Tak kusangka hujan badai itu datang lagi. Di saat kita berusaha memupuk tanaman yang kita semai bersama di ladang itu. Di saat aku mulai yakin dengan panen pada musim mendatang, hujan badai memporak-porandakan semuanya.
Hari-hari terakhir ini kau telah berubah. Kau menolak untuk memupuk tanaman itu, meski aku mencangkulnya setiap hari. Kau menemukan alasan untuk tak melakukannya. Intuisiku mengatakan ada tanaman lain yang kau semai tanpa sepengatahuanku. Kurangkai fakta dan temuan kecil yang kupunya. Meski semua mengarah kesana, tapi aku selalu berusaha menepisnya. “Tak mungkin,” itulah jawabku setiap kali pertanyaan itu muncul di benak. Tapi perubahan-perubahan kecil padamu yang tak kausadari, selalu menjadi perhatianku. Intuisi ini tajam, intuisi ini nyata dan sudah beberapa kali terbukti. Bahkan aku tahu hari itu kau akan menghubungi aku lagi setelah bertahun-tahun komunikasi kita terputus. Bisikan-bisikan itu sulit untuk diabaikan. Mungkin ini sebuah karunia.

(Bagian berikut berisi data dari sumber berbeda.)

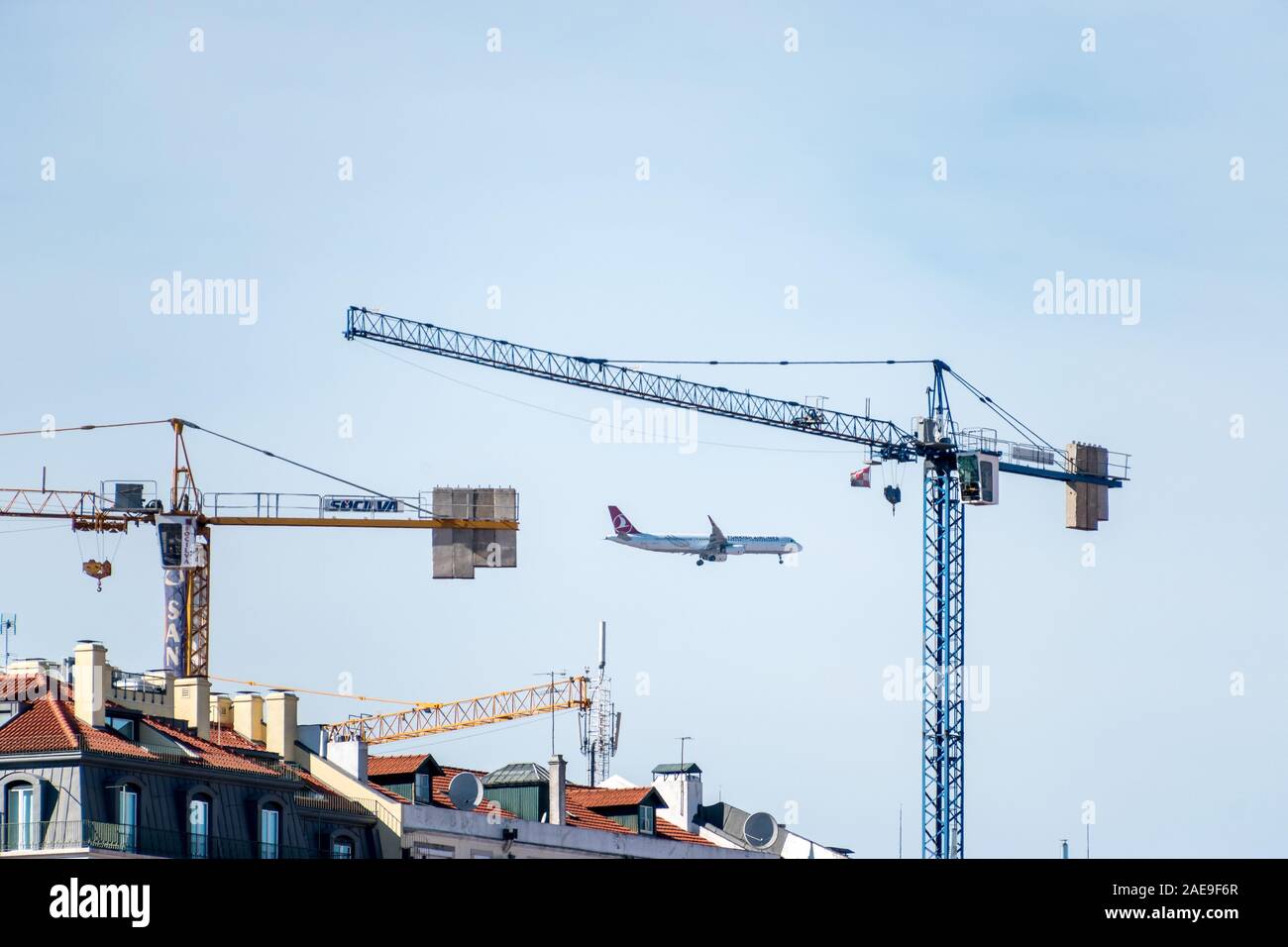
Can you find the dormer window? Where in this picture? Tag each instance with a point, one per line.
(125, 727)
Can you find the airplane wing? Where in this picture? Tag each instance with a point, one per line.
(717, 539)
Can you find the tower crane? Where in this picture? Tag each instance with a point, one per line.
(184, 532)
(960, 468)
(428, 719)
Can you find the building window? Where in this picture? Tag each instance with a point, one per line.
(21, 827)
(198, 828)
(128, 817)
(423, 849)
(269, 827)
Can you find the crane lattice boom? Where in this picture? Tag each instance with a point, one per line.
(960, 468)
(570, 693)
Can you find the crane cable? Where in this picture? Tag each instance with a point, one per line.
(231, 440)
(80, 427)
(321, 693)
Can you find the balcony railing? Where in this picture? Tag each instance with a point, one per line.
(75, 835)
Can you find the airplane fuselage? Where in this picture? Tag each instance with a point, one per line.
(700, 545)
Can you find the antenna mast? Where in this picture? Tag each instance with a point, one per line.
(601, 722)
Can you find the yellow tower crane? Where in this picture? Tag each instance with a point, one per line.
(428, 719)
(184, 531)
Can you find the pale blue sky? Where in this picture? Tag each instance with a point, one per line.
(768, 169)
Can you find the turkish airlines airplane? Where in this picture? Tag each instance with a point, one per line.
(713, 548)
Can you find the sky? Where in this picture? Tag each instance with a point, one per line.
(647, 182)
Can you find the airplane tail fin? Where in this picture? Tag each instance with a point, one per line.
(621, 525)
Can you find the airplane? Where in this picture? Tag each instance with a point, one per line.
(713, 548)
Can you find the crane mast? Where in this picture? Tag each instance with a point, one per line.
(935, 441)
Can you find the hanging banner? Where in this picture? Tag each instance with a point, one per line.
(175, 646)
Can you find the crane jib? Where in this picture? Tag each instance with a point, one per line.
(601, 375)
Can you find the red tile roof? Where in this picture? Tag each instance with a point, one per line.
(50, 725)
(581, 817)
(207, 753)
(403, 764)
(601, 797)
(669, 831)
(231, 738)
(387, 792)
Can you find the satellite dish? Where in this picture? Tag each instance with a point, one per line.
(760, 830)
(465, 791)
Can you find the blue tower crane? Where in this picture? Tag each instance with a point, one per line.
(960, 468)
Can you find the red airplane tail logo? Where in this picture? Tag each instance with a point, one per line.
(621, 525)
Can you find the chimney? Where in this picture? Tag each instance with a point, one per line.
(279, 724)
(351, 755)
(249, 715)
(90, 682)
(558, 789)
(222, 710)
(682, 791)
(192, 703)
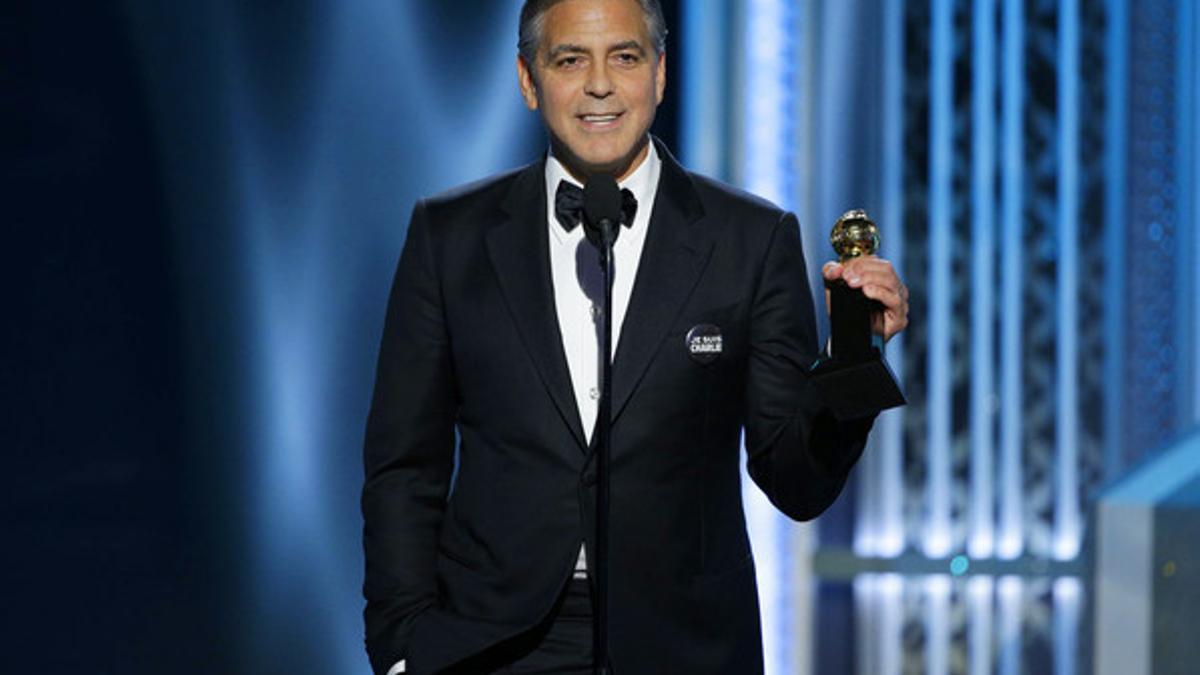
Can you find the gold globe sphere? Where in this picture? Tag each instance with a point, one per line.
(855, 234)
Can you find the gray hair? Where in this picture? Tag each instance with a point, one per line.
(533, 18)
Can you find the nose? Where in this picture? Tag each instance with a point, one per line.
(598, 84)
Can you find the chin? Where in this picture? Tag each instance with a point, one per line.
(609, 159)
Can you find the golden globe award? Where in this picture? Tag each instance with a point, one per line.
(855, 377)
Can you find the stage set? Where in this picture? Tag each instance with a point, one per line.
(211, 197)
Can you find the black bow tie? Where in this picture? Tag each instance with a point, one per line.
(569, 205)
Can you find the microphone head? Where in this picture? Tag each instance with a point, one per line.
(601, 208)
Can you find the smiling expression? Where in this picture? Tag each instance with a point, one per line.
(598, 83)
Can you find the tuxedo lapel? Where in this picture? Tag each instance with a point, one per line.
(520, 252)
(675, 255)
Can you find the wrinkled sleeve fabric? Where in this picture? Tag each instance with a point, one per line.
(408, 453)
(797, 452)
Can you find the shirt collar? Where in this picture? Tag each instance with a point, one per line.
(641, 183)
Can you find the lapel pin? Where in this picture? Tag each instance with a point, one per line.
(705, 342)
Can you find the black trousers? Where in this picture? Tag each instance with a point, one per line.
(559, 645)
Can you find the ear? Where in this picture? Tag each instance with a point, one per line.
(528, 84)
(661, 77)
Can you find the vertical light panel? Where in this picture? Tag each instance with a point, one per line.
(937, 625)
(1009, 599)
(1195, 210)
(979, 625)
(705, 89)
(879, 620)
(889, 529)
(936, 537)
(1116, 136)
(767, 169)
(1186, 129)
(1067, 607)
(1011, 535)
(981, 533)
(1066, 521)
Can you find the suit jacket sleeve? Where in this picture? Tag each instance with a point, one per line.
(408, 453)
(798, 453)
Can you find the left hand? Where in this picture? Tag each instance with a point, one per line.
(879, 281)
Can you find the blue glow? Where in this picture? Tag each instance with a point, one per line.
(1011, 541)
(1189, 217)
(767, 133)
(1012, 591)
(705, 85)
(979, 625)
(293, 225)
(937, 623)
(889, 538)
(981, 539)
(937, 526)
(1067, 520)
(1067, 608)
(1116, 139)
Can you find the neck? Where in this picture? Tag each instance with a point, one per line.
(619, 169)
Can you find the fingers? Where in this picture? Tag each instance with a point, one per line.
(832, 270)
(870, 270)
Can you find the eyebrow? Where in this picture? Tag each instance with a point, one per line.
(569, 48)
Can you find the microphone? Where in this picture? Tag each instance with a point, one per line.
(601, 210)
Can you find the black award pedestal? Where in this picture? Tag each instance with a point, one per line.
(855, 378)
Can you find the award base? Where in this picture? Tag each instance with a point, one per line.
(857, 389)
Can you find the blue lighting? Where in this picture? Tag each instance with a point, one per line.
(983, 306)
(937, 525)
(1067, 523)
(1115, 210)
(1011, 541)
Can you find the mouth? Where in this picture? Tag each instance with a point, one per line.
(600, 121)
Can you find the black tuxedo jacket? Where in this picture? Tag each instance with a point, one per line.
(465, 553)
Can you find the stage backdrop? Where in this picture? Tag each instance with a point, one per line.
(210, 198)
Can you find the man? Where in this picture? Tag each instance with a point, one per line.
(491, 333)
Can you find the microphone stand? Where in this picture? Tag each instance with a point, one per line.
(604, 454)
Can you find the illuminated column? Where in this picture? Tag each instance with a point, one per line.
(1009, 599)
(981, 611)
(981, 538)
(1066, 518)
(936, 537)
(1189, 215)
(767, 168)
(1011, 535)
(889, 537)
(706, 87)
(937, 625)
(1115, 230)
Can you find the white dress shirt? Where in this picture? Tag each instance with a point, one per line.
(579, 291)
(579, 286)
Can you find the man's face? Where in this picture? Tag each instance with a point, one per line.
(597, 83)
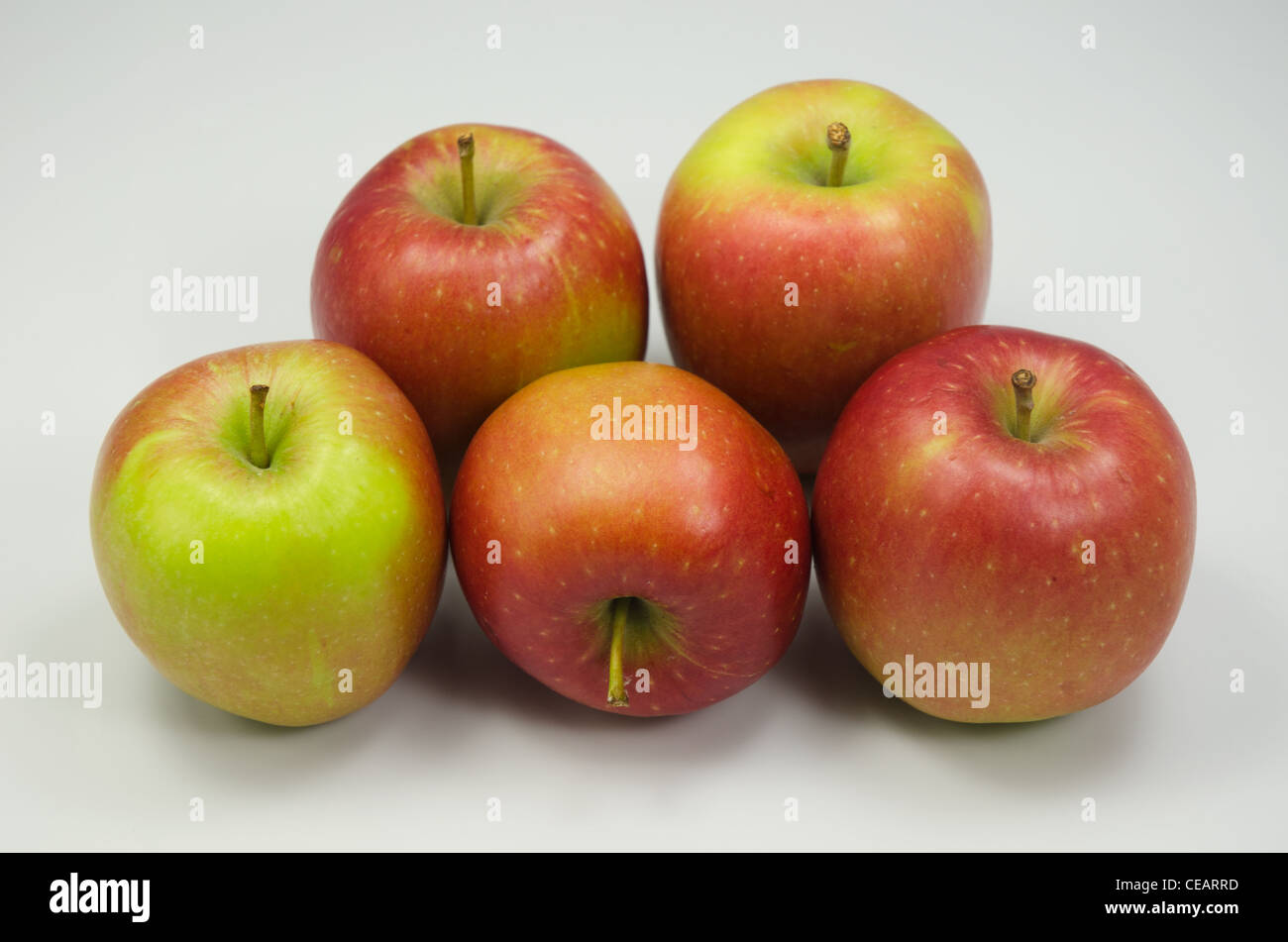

Telah kuingatkan bahwa musim ini kejam, musim ini saling memangsa. Musim di komunitas ini hanya semu dan tak nyata. Tak perlu membuka peluang orang asing untuk datang dan menganggu tanaman kita. Aku khawatir tanaman kita akan jadi korban dan takkan ada panen pada musim mendatang. Tapi sulit untuk menghentikanmu di tengah euforia dalam komunitas itu.
Sekarang setelah badai ini, aku melihat ujung riwayat tanaman yang kita semai bersama. Aku tak pernah menginginkan akhir seperti ini. Kau memang bebas menentukan ladang mana yang kaupilih untuk tanaman barumu, seperti yang kauimpikan. Aku harus ikhlas tak menjadi bagian dari mimpimu itu. Namun satu hal yang harus kautahu, aku akan tetap memelihara tanaman lama kita. Biarlah aku sendiri yang memupuk dan menyiramnya tiap saat, seperti janjiku saat itu. Aku akan tetap menghadapi badai yang akan datang, meski hanya sendiri tanpamu. Untuk yang terakhir kali kukatakan, aku tak pernah menyesal telah menitipkan secarik kertas di pintumu waktu itu. Aku memang datang hanya untuk satu orang dan untuk satu alasan.
Sekarang, setelah badai ini reda, tak ada amarah atau dendam dalam hatiku. Yang ada hanya doa tulus untuk kebahagiaanmu. Dan… ijinkan kuambil kembali bunga cinta yang pernah kutitipkan di hatimu. Aku tak ingin cintaku itu membebanimu. Kini, tak ada lagi yang akan kukatakan selain bersyukur bahwa aku mencintaimu.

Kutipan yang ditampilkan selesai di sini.